Улыбка на ее лице продержалась недолго.

– Надеюсь, в этой операции будет… больше мудреных уловок, чем риска, – тихо проговорила Ванда.

– Помилуй, какой тут риск! Дело-то пустяковое: вытащить Марло из запертой комнаты.

– Коли так, почему понадобился именно ты? – резко спросила она. – Любой патрульный способен заскочить туда на темпороллере, посадить коллегу в седло и выскочить.

– Видишь ли, ситуация деликатная…

– И в чем же ее деликатность?

Эверард взял пиво и снова принялся расхаживать по комнате.

– Речь идет об очень важной точке в очень важном периоде. Король Филипп Красивый не просто громил тамплиеров, он копал под своих вассалов, крупных феодальных владетелей, и прибирал к рукам все больше власти – как мирской, так и церковной.

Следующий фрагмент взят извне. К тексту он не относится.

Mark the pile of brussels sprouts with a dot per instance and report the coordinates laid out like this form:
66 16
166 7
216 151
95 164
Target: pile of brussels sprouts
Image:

Я уже сказал, что папа римский был его марионеткой. Авиньонское пленение началось при Филиппе, а когда оно завершилось и папы вернулись в Рим, их могущество уже не шло ни в какое сравнение с прежним. Именно в ту пору зародилась концепция абсолютистского государства. Людовик Четырнадцатый, Наполеон, Сталин и Налоговое управление США – духовные наследники Железного короля. – Подумав, Эверард добавил: – Я не утверждаю, что отказ от этого наследства – плохая идея. Но как ни крути, оно часть нашей истории – той самой, которую поручено оберегать Патрулю.

– Я понимаю, – медленно кивнула Ванда. – Дело требует мастера высшей квалификации. Вокруг тамплиеров тогдашняя партия власти раздула дикую истерию. И любое происшествие с намеком на сверхъестественность – не важно, колдовского или божественного свойства, – способно взорвать ситуацию. Последствия самым непредсказуемым образом отразятся на дальнейших событиях. Мы не можем допустить столь грубую погрешность.

– Правильно рассуждаешь. Ты умница. А еще мы обязаны просто спасти Марло. Своих в беде не бросаем. И если он подвергнется допросу под пытками… О путешествиях во времени, конечно, не расскажет, но инквизиция сможет вытянуть из него информацию о других наших агентах. Само собой, те без труда уйдут из-под удара, но на этом закончится наше присутствие во Франции эпохи Филиппа Четвертого. А этот период, повторяю, исключительно важен, и его необходимо контролировать.

– Несмотря ни на что, мы там остались. Ведь остались же?

– Да. В нашей истории. Но это не означает, что обязательно останемся. Моя задача – чтобы это случилось наверняка.

Ванда пожала плечами. Затем встала, подошла к Эверарду, забрала трубку и положила на пепельницу. Взяла его за руки и почти спокойно проговорила:

– Мэнс, ты вернешься целым, невредимым и с победой. Я тебя знаю.

Но она вовсе не была в этом уверена. Иногда парадоксы бывают слишком опасны, и оперативники Патруля Времени получают тяжелейшие душевные травмы, посещая в прошлом ушедших из жизни близких или узнавая в будущем, что случится с ними самими.

Арфлёр, 11 октября 1307 года, пятница

Вполне логично, что главный морской порт северо-запада Франции сочли наиболее подходящим местом для оперативного штаба. Там, куда часто прибывают люди и грузы из множества стран и где заключаются международные сделки, чужеземная внешность и незнакомые манеры не привлекут к себе лишнего внимания. Поодаль же от берега все, кроме преступников, живут в тугих тенетах законов, обязанностей, общественных порядков, налоговых регуляций – и, конечно же, сложившихся представлений о том, как подобает себя вести и о чем нельзя говорить.